İstatistikler için kaynak[noavas blog] ve MatchStudyTr kullanılmıştır.

24 Şubat 2013 Pazar

Fenerbahçe vs Kasımpaşa



   Fenerbahçe'nin maçları normal bir şekilde başlamıyor. Ya bir kırmızı kart ya bir kaleci hatası golü veya bugünkü penaltı. Son zamanlarda maçın ilk 10 dakikalık periyotları hep ilginç şeyler çıkardı karşımıza. Maç böyle ilginçliklerle başlarsa geri kalan büyük kısmı da etkileniyor tabi. Bugün de maça aleyhine verilen haklı bir penaltı ile 1-0 yenik durumda başladı maça Fenerbahçe. Futbolda teknik adamlar veya futbolculara gol ne zaman gelsin diye sorsak  çoğunluğu ilk 10 dakikada gelmesini  istemez. Çünkü kendi oyun planları da alt üst olur.

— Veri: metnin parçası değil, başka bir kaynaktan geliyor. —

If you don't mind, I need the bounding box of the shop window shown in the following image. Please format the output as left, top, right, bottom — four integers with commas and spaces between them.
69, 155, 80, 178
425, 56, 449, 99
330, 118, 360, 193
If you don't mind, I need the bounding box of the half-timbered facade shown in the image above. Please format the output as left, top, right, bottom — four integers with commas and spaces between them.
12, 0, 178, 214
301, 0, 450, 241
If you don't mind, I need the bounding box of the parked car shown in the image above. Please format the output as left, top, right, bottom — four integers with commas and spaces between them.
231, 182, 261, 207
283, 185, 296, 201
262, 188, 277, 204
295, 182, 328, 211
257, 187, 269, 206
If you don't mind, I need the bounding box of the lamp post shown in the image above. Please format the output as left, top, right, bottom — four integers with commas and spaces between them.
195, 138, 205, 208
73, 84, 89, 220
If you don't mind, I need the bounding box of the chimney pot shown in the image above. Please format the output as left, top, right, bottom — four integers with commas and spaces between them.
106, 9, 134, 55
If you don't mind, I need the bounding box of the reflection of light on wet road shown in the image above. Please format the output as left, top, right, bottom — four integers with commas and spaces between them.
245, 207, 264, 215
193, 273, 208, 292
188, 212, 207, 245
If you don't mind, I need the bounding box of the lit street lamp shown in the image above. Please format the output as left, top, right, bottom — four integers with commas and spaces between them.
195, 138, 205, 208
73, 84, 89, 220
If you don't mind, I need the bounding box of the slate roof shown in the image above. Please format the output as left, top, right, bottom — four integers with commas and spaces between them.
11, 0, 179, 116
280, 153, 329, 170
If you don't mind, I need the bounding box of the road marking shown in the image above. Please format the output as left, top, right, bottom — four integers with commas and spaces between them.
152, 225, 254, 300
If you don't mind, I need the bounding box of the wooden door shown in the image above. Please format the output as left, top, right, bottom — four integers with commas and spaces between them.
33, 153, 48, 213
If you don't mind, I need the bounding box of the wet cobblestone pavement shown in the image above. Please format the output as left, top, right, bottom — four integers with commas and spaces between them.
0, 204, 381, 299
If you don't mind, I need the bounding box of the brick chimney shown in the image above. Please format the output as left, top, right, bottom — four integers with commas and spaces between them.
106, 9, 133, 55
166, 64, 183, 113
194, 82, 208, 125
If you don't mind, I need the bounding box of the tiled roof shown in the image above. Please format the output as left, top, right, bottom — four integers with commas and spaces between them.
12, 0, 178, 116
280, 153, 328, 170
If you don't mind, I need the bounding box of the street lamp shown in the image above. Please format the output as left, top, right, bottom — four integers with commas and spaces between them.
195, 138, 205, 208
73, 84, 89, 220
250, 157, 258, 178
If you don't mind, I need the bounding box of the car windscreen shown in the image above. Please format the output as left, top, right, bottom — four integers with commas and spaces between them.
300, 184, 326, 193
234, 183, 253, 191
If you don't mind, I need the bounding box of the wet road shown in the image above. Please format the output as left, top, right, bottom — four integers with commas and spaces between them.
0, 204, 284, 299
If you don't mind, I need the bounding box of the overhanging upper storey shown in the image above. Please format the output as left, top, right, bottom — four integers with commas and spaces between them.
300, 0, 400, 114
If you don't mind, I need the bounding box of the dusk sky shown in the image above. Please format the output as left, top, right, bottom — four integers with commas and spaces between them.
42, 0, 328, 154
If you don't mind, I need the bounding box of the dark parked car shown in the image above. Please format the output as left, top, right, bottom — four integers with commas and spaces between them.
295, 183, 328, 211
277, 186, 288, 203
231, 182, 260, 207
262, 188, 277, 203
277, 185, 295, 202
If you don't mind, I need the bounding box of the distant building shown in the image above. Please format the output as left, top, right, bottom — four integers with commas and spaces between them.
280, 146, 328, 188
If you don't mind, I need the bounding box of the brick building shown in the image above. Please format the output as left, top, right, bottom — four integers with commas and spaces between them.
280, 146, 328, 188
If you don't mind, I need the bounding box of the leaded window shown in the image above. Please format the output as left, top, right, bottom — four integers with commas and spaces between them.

   Yenilen golün ardından şuursuzca bir oyun oynandı maçın büyük kısmında. Bu durumda haklı sebepler var, futbolcuların üstünde Kadıköy'de kaybedilen puanlar ve artık kayıpsız devam etme zorunluluğu büyük bir baskı yaratmış ki zaman zaman saçmalamalar yaşandı. Sivas maçındaki duruma doğru yöneliyordu maç dakikalar geçtikçe. Organize veya yoğun paslaşma ile hazırlanmış atak sayısı yok denecek kadar azdı. Özellikle ilk 55 dakika boşa geçti diyebiliriz. Rakip sahada oynamana rağmen net gol pozisyonun yoksa bir yanlış vardır demek daha doğru olur. Maçın kaderi aynı Sivas gibi gitse de bir farkı vardı oyuncular bu akşam maçı gerçekten istediler.

   Maçın teknik-taktik yönünü anlatmak zor çünkü genelde rakip yarısahada ve şuursuz ataklarla geçti maç. Fakat kader anı diyebileceğimiz Sow-Stoch, Topal-Cristian değişiklikleri maçı getirdi Fenerbahçe'ye. Kasımpaşa ise erken golü bulmasının ardından korumak adına kontra atak bile düşünmedi maç boyu. Stoch malesef Fenerbahçe kariyerini bitirdi diyebilirim artık. Kafasında top oynamaya dair hiçbir şey yok. İnsan hep ümitleniyor ama oynayabilecek seviyede değil. Meireles ise yaşadığı bolca gel git sonucu hafif toparlanmış gibi gözüktü. Hırslı ve mücadeleci oyunu ilerki günler için umut olabilir. Emre-Kuyt ve Gökhan üçlüsünün ekstra oyunları skoru getirdi diyebiliriz. Burada hakem konuşmak adetim değil ama topun oynanma süresinin ne kadar olduğunu ciddi anlamda merak ediyorum. Sürekli düdük çalarak maç yönetilmez. Ernst ve Djalma'nın da kırmızı kartları es geçildi. Kısacası maçı yönetemedi.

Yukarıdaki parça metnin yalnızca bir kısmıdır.